Adding municipal bond investing to your portfolio is a great way to make some money.  These are tax-free investments, so they have an even greater appeal to many investors because of that.  There are some events that have taken place over the past few years — the real estate crash in the U.S. and the recent disasters in Japan — that have made some investors nervous.
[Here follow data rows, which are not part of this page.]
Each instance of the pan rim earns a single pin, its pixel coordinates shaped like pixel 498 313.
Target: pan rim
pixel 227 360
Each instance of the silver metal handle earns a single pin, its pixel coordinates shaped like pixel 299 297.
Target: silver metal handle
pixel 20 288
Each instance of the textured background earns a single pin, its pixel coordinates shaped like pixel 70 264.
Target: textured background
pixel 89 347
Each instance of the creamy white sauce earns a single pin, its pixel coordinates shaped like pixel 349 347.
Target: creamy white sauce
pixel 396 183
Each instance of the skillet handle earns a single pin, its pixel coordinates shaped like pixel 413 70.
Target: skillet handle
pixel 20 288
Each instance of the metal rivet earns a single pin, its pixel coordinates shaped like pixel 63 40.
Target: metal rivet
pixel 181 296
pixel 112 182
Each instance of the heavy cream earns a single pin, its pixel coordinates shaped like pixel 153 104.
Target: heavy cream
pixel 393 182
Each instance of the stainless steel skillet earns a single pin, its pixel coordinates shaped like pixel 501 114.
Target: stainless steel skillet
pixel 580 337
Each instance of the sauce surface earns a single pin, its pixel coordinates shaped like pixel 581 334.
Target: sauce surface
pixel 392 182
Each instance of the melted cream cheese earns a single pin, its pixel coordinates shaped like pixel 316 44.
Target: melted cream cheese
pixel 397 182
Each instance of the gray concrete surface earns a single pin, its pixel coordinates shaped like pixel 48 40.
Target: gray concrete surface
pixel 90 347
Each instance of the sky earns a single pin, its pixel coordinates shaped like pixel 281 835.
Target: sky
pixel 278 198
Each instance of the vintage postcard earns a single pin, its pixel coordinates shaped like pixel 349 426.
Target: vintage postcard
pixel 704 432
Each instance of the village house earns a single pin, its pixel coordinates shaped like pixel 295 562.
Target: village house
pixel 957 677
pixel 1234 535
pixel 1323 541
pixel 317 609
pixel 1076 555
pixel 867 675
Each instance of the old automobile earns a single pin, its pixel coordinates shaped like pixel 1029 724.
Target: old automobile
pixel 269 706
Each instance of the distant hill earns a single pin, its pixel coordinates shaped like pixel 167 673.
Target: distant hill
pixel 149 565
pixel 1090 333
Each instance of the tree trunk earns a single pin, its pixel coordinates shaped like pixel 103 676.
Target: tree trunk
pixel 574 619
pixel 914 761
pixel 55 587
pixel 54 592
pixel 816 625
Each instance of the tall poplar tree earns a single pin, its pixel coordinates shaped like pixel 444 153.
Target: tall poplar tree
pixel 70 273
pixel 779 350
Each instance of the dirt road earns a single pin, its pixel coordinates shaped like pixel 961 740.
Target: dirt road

By and large, there’s no reason to doubt the value of a municipal bond because of these events.

 

The site Kiplinger.com recently offered some excellent advice from Steven Goldberg to those who are tempted by the allure of a municipal bond investment.

 

Check for Durations

 

The site Morningstar.com will give you information on the duration of the bond.  This is important because it tells you how much the bond will react if interest rates rise or fall.

 

Single-State Funds

 

Kiplinger.com recommends staying away from these bonds.  The tax-free benefits make them tempting, but there are usually higher fees for these bonds, according to the article.

 

Avoid Individual Bonds

 

Buying an individual bond may not be a good idea.  The usual strategy is to buy several of them and then set up the portfolio so that one of them matures every year.  The problem is that, if one of the bonds defaults, it can ruin the entire strategy.  There is also more risk in selling an individual bond, so you have to take that into consideration.

 

Don’t Get Nervous

 

The upheavals in the American economy and the natural disasters in Japan, for all their human costs, do bring up serious questions about the economies of both nations.  This means that many investors have actually become worried that municipalities might default on their bonds.  According to Goldberg, this hasn’t happened since 1933.  The recession may be bad, but it’s not anywhere near the scale of the great depression and investors don’t have to worry so much about any defaults causing problems in their portfolios.

 

Quality Counts

 

The annual expense ratio is one area where Kiplinger.com recommends exercising caution.  If the expense ratio is very high, there may be better investments out there.  The credit quality is also a big issue.  The article recommends Single A ratings at the minimum and this can be checked at the Morningstar.com site.

 

Dump Your High-Yield

 

If it gives more than 5% or has either high yield or high income in the name, it’s time to get rid of it, according to Goldberg.  This type of bond includes some serious risk and the SEC is involved in checking whether the prices of these bonds have been overstated.

 

In short, these bonds are still good investments, with some important caveats.  One of these caveats is not to let the economy or the conditions in Japan scare you off from a muni bond, however.  These are good-quality, secure investments and, according to the experts, there’s little risk that these bonds will be defaulted upon by the municipalities that issue them.